Morrissey se desempeñó por muchos años en su cargo. Siendo adulta mayor, la escuela la reubicó a un puesto de medio tiempo y luego decidió despedirla, con el argumento de haber incumplido con la implementación exitosa de los nuevos programas de lectura y escritura. Demandó amparada en la Ley de Discriminación en el Empleo en Razón de la Edad de 1967 alegando que el motivo de su despido, en realidad, había sido la decisión de contratar a una profesora más joven. 

Biel fue diagnosticada con cáncer de mama. Luego de varias licencias debido a su enfermedad, fue despedida al concluirse por la escuela su pobre desempeño profesional, así como fallas en el cumplimiento de los currículos académicos y en el mantenimiento del orden en el salón de clase. Demandó la decisión al considerar que el motivo del despido fueron las ausencias derivadas del tratamiento del cáncer. Biel falleció durante el proceso judicial. 

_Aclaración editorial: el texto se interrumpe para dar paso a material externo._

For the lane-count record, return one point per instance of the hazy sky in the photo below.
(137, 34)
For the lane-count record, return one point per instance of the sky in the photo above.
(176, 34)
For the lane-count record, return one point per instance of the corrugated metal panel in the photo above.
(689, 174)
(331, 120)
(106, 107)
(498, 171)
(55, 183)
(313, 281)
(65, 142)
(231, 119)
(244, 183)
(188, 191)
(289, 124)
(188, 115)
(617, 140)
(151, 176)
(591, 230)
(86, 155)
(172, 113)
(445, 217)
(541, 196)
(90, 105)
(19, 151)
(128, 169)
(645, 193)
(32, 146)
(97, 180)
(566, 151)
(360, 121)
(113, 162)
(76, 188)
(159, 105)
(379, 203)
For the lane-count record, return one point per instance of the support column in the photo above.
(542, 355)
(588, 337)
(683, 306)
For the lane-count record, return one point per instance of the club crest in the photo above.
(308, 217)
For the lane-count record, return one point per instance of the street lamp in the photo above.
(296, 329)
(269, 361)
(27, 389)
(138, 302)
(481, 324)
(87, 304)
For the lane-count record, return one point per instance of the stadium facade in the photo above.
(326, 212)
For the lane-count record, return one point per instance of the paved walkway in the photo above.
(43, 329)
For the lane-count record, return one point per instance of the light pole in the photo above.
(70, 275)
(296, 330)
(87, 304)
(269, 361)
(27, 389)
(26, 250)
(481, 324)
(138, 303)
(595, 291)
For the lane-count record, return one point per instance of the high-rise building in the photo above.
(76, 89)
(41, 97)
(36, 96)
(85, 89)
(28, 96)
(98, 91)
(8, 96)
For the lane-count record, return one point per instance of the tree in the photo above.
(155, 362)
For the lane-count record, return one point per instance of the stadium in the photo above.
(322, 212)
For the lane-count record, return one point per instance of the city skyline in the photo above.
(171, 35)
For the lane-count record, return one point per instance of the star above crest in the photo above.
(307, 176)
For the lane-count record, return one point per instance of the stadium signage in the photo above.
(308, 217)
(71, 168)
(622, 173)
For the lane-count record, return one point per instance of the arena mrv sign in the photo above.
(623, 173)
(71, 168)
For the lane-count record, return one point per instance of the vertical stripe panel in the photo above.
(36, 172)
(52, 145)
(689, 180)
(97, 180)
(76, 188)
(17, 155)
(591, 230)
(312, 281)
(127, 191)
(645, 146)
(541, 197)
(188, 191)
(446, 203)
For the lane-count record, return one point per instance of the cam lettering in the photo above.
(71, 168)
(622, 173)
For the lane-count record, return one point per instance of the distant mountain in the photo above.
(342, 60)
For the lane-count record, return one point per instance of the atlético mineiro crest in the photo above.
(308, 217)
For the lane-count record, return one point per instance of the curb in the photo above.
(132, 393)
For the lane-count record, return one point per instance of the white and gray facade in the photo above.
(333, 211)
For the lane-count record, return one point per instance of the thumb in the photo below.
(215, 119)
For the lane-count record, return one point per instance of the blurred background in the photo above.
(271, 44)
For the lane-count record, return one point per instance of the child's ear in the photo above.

Ambas escuelas plantearon el mismo argumento de defensa: en la decisión Hossana-Tarbor Evangelical Lutheran Church and School v. EEOC de 2012, la Corte Suprema de los Estados Unidos reconoció la excepción ministerial (en adelante EM), antes aplicada por tribunales de circuito en la jurisdicción federal. De acuerdo con esta doctrina, del mandato contenido en la primera enmienda, particularmente el de libre ejercicio de la religión y la correlativa prohibición del Estado de inmiscuirse en los entes religiosos, se deriva la imposibilidad de cuestionar judicialmente las decisiones de las iglesias sobre la elección de sus ministros. Así, como las profesoras no solo ejercían como docentes de materias regulares sino que enseñaban la asignatura de religión y acompañaban a sus estudiantes a la misa y otros sacramentos, entonces se insertaban dentro del concepto de ministras religiosas. 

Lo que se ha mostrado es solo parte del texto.